There are two ways bad and ugly. The first one uses regular expressions in order to remove stop words and trim spaces. There are a lot of drawbacks:
- you have to support white-space tokenization(regexp(/s+)) and special symbol(.,;) removal by your own
- no highlight is supported - keyword tokenizer does not support
- case sensitivity is also a problem
- normalizers(analyzers for keywords) are experimental feature - bad support, no features
Here is step-by-step example:
curl -XPUT "http://localhost:9200/test" -H 'Content-Type: application/json' -d'
{
"settings": {
"analysis": {
"normalizer": {
"custom_normalizer": {
"type": "custom",
"char_filter": ["stopword_char_filter", "trim_char_filter"],
"filter": ["lowercase"]
}
},
"char_filter": {
"stopword_char_filter": {
"type": "pattern_replace",
"pattern": "( ?und ?| ?gmbh ?)",
"replacement": " "
},
"trim_char_filter": {
"type": "pattern_replace",
"pattern": "(\\s+)$",
"replacement": ""
}
}
}
},
"mappings": {
"file": {
"properties": {
"name": {
"type": "keyword",
"normalizer": "custom_normalizer"
}
}
}
}
}'
Now we can check how our analyzer works(please note that requests to normalyzer are supported only in ES 6.x)

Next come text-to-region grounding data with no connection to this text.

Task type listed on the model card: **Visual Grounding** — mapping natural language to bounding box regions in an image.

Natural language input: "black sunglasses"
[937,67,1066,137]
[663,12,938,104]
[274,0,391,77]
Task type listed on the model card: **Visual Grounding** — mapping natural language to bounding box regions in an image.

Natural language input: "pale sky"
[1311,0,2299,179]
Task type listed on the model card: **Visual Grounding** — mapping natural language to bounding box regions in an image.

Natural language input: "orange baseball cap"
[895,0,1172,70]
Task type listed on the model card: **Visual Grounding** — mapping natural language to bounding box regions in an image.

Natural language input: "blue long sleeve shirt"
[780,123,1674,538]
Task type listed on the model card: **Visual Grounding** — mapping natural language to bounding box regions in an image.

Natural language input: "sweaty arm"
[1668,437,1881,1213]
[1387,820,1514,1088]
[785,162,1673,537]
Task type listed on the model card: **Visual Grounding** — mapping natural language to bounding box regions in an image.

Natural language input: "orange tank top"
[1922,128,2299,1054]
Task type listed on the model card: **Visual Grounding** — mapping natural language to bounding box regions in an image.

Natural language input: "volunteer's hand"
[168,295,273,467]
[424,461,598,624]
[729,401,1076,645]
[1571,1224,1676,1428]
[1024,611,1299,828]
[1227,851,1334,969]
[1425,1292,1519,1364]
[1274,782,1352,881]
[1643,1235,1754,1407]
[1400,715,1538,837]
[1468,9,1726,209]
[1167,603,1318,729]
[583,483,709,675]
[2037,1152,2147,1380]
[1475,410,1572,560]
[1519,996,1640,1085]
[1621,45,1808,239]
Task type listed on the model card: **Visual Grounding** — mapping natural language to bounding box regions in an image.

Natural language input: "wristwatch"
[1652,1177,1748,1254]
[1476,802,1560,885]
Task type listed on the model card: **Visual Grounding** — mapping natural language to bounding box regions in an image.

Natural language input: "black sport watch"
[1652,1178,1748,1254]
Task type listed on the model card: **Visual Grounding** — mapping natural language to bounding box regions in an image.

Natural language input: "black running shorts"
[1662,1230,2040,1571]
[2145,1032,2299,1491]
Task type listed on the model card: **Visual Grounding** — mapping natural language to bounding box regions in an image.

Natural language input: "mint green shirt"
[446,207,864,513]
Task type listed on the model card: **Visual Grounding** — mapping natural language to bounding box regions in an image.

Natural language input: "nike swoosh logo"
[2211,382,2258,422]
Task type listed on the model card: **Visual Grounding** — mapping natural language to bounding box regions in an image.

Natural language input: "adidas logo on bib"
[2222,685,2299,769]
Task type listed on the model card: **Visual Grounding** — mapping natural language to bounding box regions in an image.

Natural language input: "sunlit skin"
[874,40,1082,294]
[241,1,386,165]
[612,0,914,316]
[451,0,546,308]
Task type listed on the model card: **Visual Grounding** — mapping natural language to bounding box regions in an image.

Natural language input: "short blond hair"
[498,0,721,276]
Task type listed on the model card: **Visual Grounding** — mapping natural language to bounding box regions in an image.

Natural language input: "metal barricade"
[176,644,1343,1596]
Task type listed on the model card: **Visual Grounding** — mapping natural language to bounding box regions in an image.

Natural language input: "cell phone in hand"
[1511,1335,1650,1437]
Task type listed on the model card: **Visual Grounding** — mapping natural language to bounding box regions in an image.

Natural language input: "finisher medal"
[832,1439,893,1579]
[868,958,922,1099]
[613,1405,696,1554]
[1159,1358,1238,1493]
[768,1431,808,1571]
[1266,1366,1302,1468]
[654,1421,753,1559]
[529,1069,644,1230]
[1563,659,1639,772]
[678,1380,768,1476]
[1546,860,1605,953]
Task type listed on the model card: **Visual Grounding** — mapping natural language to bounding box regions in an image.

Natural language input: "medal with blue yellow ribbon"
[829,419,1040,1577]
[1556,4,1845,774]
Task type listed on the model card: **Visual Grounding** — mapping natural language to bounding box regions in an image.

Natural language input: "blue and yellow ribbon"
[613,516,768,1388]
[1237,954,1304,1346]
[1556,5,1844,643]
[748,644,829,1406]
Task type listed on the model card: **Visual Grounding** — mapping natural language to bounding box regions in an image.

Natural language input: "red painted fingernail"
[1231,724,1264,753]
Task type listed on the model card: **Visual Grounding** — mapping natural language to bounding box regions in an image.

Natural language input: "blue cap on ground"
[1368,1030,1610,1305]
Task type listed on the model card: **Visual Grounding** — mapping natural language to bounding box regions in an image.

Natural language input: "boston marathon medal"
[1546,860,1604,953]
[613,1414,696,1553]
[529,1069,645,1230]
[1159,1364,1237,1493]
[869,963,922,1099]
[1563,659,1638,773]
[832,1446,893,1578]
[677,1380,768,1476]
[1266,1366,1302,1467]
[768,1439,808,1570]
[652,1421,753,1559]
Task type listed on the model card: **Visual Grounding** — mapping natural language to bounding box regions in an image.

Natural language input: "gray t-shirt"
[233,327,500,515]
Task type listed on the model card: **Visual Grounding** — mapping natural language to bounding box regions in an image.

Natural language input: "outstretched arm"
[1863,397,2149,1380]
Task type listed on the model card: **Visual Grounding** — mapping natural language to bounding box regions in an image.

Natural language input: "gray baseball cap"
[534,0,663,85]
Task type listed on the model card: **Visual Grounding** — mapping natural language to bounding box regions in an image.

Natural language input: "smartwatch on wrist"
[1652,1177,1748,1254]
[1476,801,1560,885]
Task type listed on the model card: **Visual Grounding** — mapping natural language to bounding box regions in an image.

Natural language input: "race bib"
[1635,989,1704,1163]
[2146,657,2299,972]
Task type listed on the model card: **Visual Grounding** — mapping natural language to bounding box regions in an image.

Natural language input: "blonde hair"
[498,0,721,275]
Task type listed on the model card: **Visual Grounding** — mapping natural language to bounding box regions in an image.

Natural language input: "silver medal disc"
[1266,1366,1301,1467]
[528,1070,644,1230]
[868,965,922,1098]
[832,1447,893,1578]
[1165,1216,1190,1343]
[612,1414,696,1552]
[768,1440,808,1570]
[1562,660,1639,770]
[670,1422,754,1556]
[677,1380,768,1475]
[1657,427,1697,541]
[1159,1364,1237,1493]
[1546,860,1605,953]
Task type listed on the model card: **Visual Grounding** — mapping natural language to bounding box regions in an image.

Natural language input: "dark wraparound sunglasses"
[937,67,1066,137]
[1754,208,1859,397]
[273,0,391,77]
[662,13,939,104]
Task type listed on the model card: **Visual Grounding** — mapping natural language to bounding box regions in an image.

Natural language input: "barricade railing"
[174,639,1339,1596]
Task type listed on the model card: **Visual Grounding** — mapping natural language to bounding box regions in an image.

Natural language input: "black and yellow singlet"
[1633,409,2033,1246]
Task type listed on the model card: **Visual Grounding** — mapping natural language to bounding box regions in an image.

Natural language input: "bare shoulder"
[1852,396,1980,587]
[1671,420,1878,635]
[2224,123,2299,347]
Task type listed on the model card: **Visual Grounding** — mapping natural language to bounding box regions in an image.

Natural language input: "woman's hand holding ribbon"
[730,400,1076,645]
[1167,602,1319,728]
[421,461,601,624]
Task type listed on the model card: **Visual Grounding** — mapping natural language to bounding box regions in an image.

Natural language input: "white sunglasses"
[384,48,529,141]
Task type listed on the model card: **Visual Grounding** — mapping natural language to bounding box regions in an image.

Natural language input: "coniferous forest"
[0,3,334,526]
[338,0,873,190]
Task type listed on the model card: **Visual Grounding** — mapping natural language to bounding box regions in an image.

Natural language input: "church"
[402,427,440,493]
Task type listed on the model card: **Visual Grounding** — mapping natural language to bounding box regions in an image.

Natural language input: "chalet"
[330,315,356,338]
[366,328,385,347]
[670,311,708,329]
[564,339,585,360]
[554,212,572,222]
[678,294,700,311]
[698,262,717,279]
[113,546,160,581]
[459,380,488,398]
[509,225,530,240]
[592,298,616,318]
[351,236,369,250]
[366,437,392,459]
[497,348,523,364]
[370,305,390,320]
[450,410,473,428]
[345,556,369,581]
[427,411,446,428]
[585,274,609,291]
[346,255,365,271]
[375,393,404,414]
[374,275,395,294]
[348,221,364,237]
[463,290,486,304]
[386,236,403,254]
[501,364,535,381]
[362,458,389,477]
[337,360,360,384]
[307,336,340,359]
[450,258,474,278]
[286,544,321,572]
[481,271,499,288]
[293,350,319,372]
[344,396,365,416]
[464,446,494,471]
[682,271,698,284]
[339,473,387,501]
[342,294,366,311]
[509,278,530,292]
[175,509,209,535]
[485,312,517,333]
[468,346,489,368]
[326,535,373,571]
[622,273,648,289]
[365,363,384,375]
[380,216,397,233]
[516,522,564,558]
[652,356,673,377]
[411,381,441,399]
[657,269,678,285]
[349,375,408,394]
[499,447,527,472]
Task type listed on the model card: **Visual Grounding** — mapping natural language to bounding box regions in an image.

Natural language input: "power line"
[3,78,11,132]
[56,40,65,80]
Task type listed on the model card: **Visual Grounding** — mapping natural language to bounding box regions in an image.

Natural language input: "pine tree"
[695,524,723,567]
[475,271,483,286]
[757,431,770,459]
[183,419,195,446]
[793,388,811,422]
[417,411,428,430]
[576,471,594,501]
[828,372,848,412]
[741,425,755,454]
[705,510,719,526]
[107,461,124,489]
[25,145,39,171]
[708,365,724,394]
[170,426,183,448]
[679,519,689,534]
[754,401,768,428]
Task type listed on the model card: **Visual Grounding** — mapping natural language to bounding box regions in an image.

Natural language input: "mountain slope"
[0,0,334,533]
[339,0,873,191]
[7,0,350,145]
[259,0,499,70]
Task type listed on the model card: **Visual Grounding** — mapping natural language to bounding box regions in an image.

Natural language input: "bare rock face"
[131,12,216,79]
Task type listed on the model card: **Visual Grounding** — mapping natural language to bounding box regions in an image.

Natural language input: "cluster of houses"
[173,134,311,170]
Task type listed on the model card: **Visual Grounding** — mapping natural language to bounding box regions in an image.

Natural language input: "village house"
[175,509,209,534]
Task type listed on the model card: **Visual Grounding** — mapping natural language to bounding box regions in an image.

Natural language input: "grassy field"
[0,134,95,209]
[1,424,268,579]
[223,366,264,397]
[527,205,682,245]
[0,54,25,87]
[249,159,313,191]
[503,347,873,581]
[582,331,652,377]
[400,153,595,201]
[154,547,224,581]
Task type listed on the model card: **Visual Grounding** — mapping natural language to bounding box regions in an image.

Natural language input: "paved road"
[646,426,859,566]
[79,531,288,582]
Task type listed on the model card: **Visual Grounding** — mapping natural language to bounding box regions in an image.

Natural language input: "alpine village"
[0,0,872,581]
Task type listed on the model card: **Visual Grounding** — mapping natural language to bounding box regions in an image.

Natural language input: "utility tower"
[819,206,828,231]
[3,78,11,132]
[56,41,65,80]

curl -XPOST "http://localhost:9200/test/_analyze" -H 'Content-Type: application/json' -d'
{
"normalizer": "custom_normalizer",
"text": "hansel und gretel gmbh"
}'
Now we are ready to index our document:
curl -XPUT "http://localhost:9200/test/file/1" -H 'Content-Type: application/json' -d'
{
"name": "hansel und gretel gmbh"
}'
And the last step is search:
curl -XGET "http://localhost:9200/test/_search" -H 'Content-Type: application/json' -d'
{
"query": {
"match" : {
"name" : {
"query" : "hansel gretel"
}
}
}
}'
Another approach is:
- create standard text analyzer with stop words filter
- use analysis to filter out all stop words and special symbols
- concatenate tokens manually
- send term to ES as keyword
Here is step-by-step example:
curl -XPUT "http://localhost:9200/test" -H 'Content-Type: application/json' -d'
{
"settings": {
"analysis": {
"analyzer": {
"custom_analyzer": {
"type": "custom",
"tokenizer": "standard",
"filter": ["lowercase", "custom_stopwords"]
}
}, "filter": {
"custom_stopwords": {
"type": "stop",
"stopwords": ["und", "gmbh"]
}
}
}
},
"mappings": {
"file": {
"properties": {
"name": {
"type": "text",
"analyzer": "custom_analyzer"
}
}
}
}
}'
Now we are ready to analyze our text:
POST test/_analyze
{
"analyzer": "custom_analyzer",
"text": "Hansel und Gretel Gmbh."
}
with the following result:
{
"tokens": [
{
"token": "hansel",
"start_offset": 0,
"end_offset": 6,
"type": "<ALPHANUM>",
"position": 0
},
{
"token": "gretel",
"start_offset": 11,
"end_offset": 17,
"type": "<ALPHANUM>",
"position": 2
}
]
}
The last step is token concatenation: hansel + gretel. The only drawback is manual analysis with custom code.